The iPad is fast becoming the generic term for tablet computers, joining such illustrious names as Hoover for vacuum-cleaner, Esky for coolboxes, Panadol for painkillers and Band-Aids for bandages.

“For the vast majority, the idea of a tablet is really captured by the idea of an iPad,”‘ electronics retailer Josh Davis told The Associated Press. “They gave birth to the whole category and brought it to life.”

The success of the iPad – the latest version of which had queues stretching around the block on 16 March – has had an impact upon the psyche of the tech-minded world accounting for 58 percent of 2011’s 4th-quarter global tablet shipments.

But the mainstream use of the iPad name is a double-edged sword for Apple, which fears the ‘genericisation’ of its tablet brand.

“There’s tension between legal departments concerned about ‘genericide’ and marketing departments concerned about sales,” the AP article quotes Seattle trademark attorney Michael Atkins as saying. “Marketing people want the brand name as widespread as possible and trademark lawyers worry … the brand will lose all trademark significance.”
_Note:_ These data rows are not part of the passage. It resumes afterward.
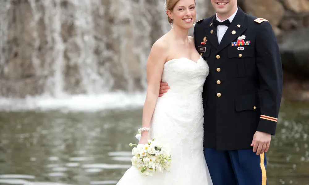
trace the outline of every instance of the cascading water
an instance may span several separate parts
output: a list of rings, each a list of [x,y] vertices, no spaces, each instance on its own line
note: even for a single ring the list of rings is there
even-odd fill
[[[199,20],[209,3],[196,1]],[[164,2],[1,1],[1,108],[142,105],[148,55],[170,29]]]

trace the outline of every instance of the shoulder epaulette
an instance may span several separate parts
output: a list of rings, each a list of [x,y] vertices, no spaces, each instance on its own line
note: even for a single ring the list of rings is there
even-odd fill
[[[263,18],[258,18],[254,20],[254,21],[259,24],[260,24],[261,23],[264,22],[264,21],[267,21],[268,22],[269,22],[265,19]]]
[[[202,21],[203,21],[203,20],[204,20],[204,19],[203,19],[203,18],[202,18],[202,19],[201,19],[200,20],[199,20],[199,21],[198,21],[197,22],[196,22],[196,23],[201,23],[201,22]]]

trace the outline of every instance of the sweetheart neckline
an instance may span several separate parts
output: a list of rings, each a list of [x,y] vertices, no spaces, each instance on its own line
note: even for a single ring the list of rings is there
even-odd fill
[[[190,61],[192,61],[193,62],[194,62],[195,64],[198,64],[198,61],[200,61],[200,60],[201,59],[202,59],[202,58],[203,58],[203,57],[202,57],[201,56],[200,56],[200,58],[196,62],[195,62],[194,60],[191,60],[189,59],[188,59],[187,58],[186,58],[186,57],[180,57],[180,58],[177,58],[177,59],[171,59],[171,60],[168,60],[166,62],[165,62],[165,63],[164,64],[166,64],[167,62],[170,62],[171,61],[173,61],[173,60],[180,60],[180,59],[187,59],[187,60],[189,60]]]

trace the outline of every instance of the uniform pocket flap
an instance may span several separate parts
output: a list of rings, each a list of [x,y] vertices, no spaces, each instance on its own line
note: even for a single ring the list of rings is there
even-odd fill
[[[253,46],[251,45],[229,46],[228,56],[229,58],[252,57],[254,55],[253,49]]]
[[[242,95],[236,97],[235,106],[236,111],[254,110],[260,108],[259,94],[257,93]]]
[[[198,53],[202,54],[202,56],[208,57],[210,53],[210,50],[211,47],[210,46],[205,46],[205,45],[197,45],[197,50],[198,51]]]

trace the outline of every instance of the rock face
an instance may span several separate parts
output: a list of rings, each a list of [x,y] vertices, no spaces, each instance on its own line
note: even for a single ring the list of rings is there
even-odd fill
[[[284,68],[298,75],[309,76],[309,27],[284,35],[279,45]]]
[[[289,46],[307,49],[294,40],[309,27],[309,1],[238,1],[245,12],[269,21],[282,43],[284,67],[296,65],[307,74],[303,51]],[[197,20],[214,13],[207,1],[196,0]],[[0,1],[0,96],[145,90],[151,46],[170,29],[163,3]]]
[[[267,19],[273,27],[278,26],[285,13],[283,5],[277,0],[247,0],[243,5],[246,13]]]

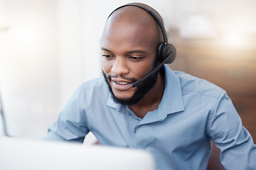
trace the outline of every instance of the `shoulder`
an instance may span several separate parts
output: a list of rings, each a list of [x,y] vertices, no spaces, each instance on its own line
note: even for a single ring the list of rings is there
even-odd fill
[[[197,93],[201,95],[218,98],[223,89],[207,80],[200,79],[185,72],[174,71],[178,77],[183,94]]]

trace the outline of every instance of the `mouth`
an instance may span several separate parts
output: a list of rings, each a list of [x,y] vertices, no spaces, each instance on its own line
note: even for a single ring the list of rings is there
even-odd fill
[[[111,79],[110,81],[112,88],[118,91],[128,90],[132,87],[133,83],[133,81],[131,81],[116,79]]]

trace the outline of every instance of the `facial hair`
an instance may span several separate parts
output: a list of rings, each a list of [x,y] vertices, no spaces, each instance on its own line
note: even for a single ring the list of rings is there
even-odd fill
[[[144,75],[144,76],[146,76],[148,74],[151,72],[154,69],[156,69],[157,67],[158,64],[159,64],[158,60],[156,59],[154,62],[154,64],[152,65],[151,70],[149,73],[146,74],[146,75]],[[145,95],[149,92],[149,91],[155,86],[155,84],[156,83],[159,72],[159,71],[157,71],[153,75],[149,76],[147,79],[144,81],[144,82],[142,82],[141,84],[139,84],[137,86],[137,89],[135,90],[135,91],[132,97],[130,97],[129,98],[119,98],[114,96],[114,92],[112,89],[111,85],[110,84],[111,76],[108,76],[107,77],[107,75],[102,70],[104,78],[107,84],[109,91],[111,94],[113,101],[117,103],[119,103],[119,104],[122,104],[122,105],[127,105],[127,106],[132,106],[132,105],[137,103],[145,96]],[[132,80],[134,82],[136,82],[137,81],[137,79],[132,79]]]

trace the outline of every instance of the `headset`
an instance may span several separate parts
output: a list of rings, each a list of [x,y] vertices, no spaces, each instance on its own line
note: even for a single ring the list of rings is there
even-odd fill
[[[144,80],[146,80],[147,78],[151,76],[153,74],[156,72],[164,64],[172,63],[176,58],[176,50],[174,45],[168,42],[168,39],[167,39],[167,35],[166,35],[167,34],[166,34],[166,30],[164,28],[164,24],[161,23],[159,18],[152,11],[146,8],[144,6],[137,5],[137,4],[132,4],[123,5],[123,6],[118,7],[115,10],[114,10],[110,13],[110,15],[108,16],[107,18],[109,18],[110,16],[117,9],[119,9],[121,8],[128,6],[137,6],[137,7],[141,8],[144,9],[146,11],[148,11],[149,13],[149,14],[154,17],[154,18],[156,20],[156,21],[159,24],[159,26],[161,28],[161,30],[162,32],[163,37],[164,37],[164,42],[160,43],[156,49],[156,57],[158,58],[158,60],[159,61],[159,62],[161,62],[161,64],[154,70],[153,70],[151,73],[149,73],[148,75],[144,76],[143,79],[132,84],[132,86],[133,88],[134,88],[134,87],[137,86],[139,84],[143,82]]]

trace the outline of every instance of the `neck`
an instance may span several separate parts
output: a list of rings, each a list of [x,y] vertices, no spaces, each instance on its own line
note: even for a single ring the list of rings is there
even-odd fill
[[[156,110],[164,91],[164,75],[159,72],[155,86],[137,104],[130,106],[131,110],[139,118],[143,118],[149,112]]]

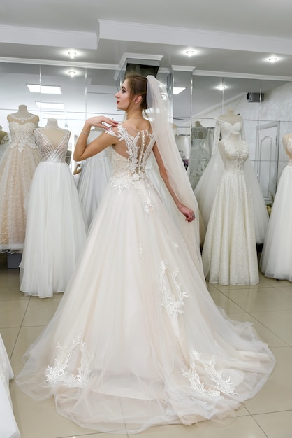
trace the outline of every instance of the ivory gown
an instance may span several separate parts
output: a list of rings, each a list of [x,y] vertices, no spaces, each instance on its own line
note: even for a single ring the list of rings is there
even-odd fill
[[[154,138],[118,125],[112,177],[59,306],[17,381],[81,426],[135,433],[232,414],[275,359],[212,301],[145,168]],[[189,224],[195,226],[194,222]]]

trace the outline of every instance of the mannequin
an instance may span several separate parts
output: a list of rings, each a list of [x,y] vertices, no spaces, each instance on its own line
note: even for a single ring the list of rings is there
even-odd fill
[[[211,210],[202,258],[210,283],[258,283],[258,258],[250,188],[244,174],[249,146],[239,132],[226,135],[218,149],[224,170]]]
[[[40,161],[33,134],[39,118],[20,105],[7,119],[11,142],[0,162],[0,251],[21,253],[27,220],[24,204]]]
[[[289,161],[277,188],[260,267],[266,277],[292,281],[292,132],[282,141]]]
[[[71,136],[56,119],[34,131],[41,151],[27,199],[20,265],[20,290],[40,298],[64,292],[87,230],[73,176],[66,162]]]
[[[219,116],[216,120],[212,157],[194,189],[206,227],[208,225],[216,191],[224,169],[222,159],[218,152],[220,136],[224,141],[231,134],[235,133],[239,134],[242,141],[245,141],[242,118],[229,109]],[[244,173],[251,188],[256,243],[262,244],[265,239],[269,217],[260,184],[249,157],[244,163]]]

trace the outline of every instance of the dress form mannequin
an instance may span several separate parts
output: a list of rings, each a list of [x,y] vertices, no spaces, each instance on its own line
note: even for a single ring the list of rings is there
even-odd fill
[[[282,141],[289,161],[277,188],[260,267],[266,277],[292,281],[292,132]]]
[[[0,162],[0,250],[21,252],[27,220],[24,204],[40,161],[33,134],[39,118],[20,105],[7,120],[11,142]]]
[[[239,132],[223,136],[218,150],[224,170],[203,248],[204,273],[210,283],[256,284],[258,268],[253,207],[244,174],[249,146]]]
[[[48,118],[45,126],[37,129],[45,134],[54,147],[59,144],[65,133],[68,131],[68,129],[59,127],[57,120],[53,118]]]
[[[86,239],[87,227],[66,162],[71,132],[56,119],[34,130],[41,162],[27,202],[27,221],[20,265],[20,290],[40,298],[64,292]]]

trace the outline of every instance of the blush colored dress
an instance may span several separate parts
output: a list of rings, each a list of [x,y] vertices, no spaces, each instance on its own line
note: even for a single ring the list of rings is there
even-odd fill
[[[110,147],[112,176],[17,384],[37,400],[54,396],[81,426],[112,433],[231,415],[263,386],[274,357],[250,323],[212,301],[146,175],[154,135],[122,125],[107,132],[124,153]]]
[[[22,251],[25,238],[24,202],[40,161],[34,129],[38,117],[7,118],[11,143],[0,162],[0,251]]]

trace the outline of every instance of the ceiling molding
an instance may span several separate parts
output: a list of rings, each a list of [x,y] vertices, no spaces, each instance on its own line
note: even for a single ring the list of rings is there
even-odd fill
[[[98,41],[94,32],[0,25],[0,43],[96,50]]]
[[[290,38],[108,20],[99,20],[98,23],[101,39],[186,45],[188,48],[190,41],[196,41],[195,48],[292,55],[292,39]]]
[[[292,80],[292,76],[277,75],[257,75],[248,73],[234,73],[230,71],[211,71],[210,70],[194,70],[193,75],[198,76],[214,76],[223,78],[240,78],[242,79],[263,79],[269,80]]]

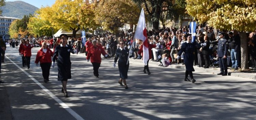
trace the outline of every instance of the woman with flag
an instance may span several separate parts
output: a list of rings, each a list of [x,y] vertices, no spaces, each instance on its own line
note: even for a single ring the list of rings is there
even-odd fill
[[[126,84],[126,79],[128,78],[127,73],[129,69],[129,61],[128,59],[129,55],[131,51],[127,47],[125,47],[125,44],[124,41],[120,40],[119,42],[120,47],[116,50],[115,60],[114,62],[114,67],[115,67],[116,63],[118,60],[118,69],[119,70],[120,79],[118,83],[120,86],[123,86],[122,81],[124,81],[125,89],[128,89],[128,86]]]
Apple Insider believes that Apple must act “aggressively” to defend the iPad trademark to ensure it doesn’t fall into the generic category and join products such as Rollerblades and Coke.

“In order to maintain ownership of a brand, companies must aggressively defend their trademarks to ensure they do not become generic,” Apple Insider’s Slash Lane writes. “Apple has already experienced a similar issue with the iPod, which has dominated the portable media player market for over a decade.”

However, Lane quotes University of Michigan Law School’s Jessica Litman as saying this isn’t an issue for Apple.

“Apple is actually pretty good at this,” Litman says. “It’s able to skate pretty close to the generics line while making it very clear the name is a trademark of the Apple version of this general category.”